The results of the current meta-analysis should be interpreted with some caveats in mind. First, most of the included studies had a retrospective design. Furthermore, most of these studies were single-center studies with small sample sizes. There could be a significant statistical bias. Second, local lymph node metastatic cases were included in several studies. It is clear from these worse prognoses and shorter survival periods that the accuracy of the overall survival outcomes may be jeopardized. Third, although no publication bias was identified, we noted that the P values for the 1-year and 2-year DCRs were 0.052 and 0.054, respectively. Therefore, publication bias should not be ignored, though it is not significant. Fourth, the chemotherapy scheme was inconsistent among the included studies, which may significantly influence the prognosis. Fifth, some data were extracted from the K-M curves that were not so accurate. Sixth, some vital information, such as OS and toxicity, was unavailable in some studies. Seventh, the influence of tumor location and chemotherapy history on treatment efficacy should be analyzed. However, most studies did not clearly distinguish between them. As a result, it was impossible to analyze the effect of these factors on the efficacy of SBRT.
Conclusion
After OS, DCR, and toxicity data were pooled and analyzed.

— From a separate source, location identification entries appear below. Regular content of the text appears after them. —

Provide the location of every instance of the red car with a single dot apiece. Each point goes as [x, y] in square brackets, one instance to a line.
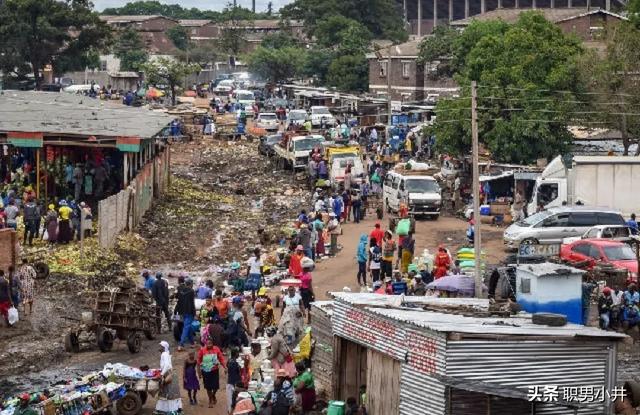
[602, 250]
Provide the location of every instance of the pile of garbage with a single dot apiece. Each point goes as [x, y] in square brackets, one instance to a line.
[224, 200]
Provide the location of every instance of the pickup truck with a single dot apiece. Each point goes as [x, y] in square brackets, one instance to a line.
[293, 152]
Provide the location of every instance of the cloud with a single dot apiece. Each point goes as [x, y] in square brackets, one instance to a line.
[261, 5]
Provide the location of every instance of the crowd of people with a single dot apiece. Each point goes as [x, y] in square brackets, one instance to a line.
[60, 224]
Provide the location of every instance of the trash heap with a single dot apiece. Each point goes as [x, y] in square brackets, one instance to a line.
[224, 200]
[89, 394]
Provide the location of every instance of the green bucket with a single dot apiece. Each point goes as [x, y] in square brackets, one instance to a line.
[336, 408]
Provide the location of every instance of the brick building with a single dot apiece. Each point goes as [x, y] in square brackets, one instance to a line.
[588, 25]
[409, 81]
[422, 15]
[152, 29]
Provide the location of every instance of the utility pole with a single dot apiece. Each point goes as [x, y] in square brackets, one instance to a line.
[389, 86]
[476, 190]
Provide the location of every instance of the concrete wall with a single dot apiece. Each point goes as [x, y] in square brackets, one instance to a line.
[125, 209]
[415, 85]
[8, 249]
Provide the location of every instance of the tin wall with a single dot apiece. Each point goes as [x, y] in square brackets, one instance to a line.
[523, 364]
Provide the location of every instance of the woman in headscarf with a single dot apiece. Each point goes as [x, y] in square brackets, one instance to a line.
[441, 263]
[64, 232]
[51, 224]
[169, 400]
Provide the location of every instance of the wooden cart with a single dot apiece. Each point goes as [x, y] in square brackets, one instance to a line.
[118, 314]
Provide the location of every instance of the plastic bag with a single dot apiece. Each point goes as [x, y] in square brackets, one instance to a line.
[403, 227]
[13, 316]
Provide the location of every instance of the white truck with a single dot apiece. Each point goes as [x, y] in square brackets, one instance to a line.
[603, 181]
[320, 115]
[293, 153]
[246, 99]
[421, 193]
[339, 168]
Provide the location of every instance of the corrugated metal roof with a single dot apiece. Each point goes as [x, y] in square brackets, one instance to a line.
[554, 15]
[193, 22]
[63, 113]
[549, 269]
[516, 326]
[378, 300]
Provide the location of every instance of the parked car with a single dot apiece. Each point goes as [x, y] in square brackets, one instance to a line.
[620, 233]
[224, 87]
[268, 121]
[552, 225]
[604, 251]
[266, 144]
[320, 114]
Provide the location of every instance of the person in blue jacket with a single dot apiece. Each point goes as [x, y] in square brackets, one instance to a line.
[362, 260]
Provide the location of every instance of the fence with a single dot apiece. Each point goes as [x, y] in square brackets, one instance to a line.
[125, 209]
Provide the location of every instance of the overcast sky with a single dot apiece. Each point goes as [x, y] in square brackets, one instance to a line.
[261, 5]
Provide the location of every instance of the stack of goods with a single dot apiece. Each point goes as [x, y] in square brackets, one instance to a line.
[467, 259]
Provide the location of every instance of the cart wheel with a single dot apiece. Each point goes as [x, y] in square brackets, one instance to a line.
[129, 404]
[134, 342]
[105, 339]
[150, 334]
[121, 334]
[71, 343]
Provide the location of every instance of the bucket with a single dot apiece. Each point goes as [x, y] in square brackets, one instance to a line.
[336, 408]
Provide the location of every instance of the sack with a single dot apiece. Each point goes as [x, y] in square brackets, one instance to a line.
[168, 378]
[13, 316]
[403, 227]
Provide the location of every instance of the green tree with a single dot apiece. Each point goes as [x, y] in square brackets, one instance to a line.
[613, 82]
[280, 39]
[519, 119]
[168, 71]
[277, 65]
[179, 37]
[349, 73]
[381, 17]
[35, 33]
[130, 49]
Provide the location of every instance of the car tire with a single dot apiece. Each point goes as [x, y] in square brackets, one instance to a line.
[129, 404]
[105, 339]
[549, 319]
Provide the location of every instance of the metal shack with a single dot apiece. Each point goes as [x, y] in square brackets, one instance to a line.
[414, 361]
[550, 288]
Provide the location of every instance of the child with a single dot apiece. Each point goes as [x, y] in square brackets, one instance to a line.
[190, 376]
[233, 376]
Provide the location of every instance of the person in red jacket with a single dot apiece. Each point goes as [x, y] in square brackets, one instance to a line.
[441, 263]
[377, 233]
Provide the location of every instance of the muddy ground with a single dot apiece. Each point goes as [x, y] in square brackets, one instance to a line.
[221, 194]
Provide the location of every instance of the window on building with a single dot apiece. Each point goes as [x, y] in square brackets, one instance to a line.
[405, 69]
[383, 68]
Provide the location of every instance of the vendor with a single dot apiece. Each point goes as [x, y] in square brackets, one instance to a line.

Our meta-analysis demonstrated that SBRT may be an efficacious and safe therapeutic option for unresectable CC. However, the results should be interpreted cautiously due to high heterogeneity, the retrospective nature of included studies, and the variable chemotherapy used. To determine SBRT’s actual function in treating CC, more prospective randomized controlled trials contrasting SBRT with alternative therapy approaches are required.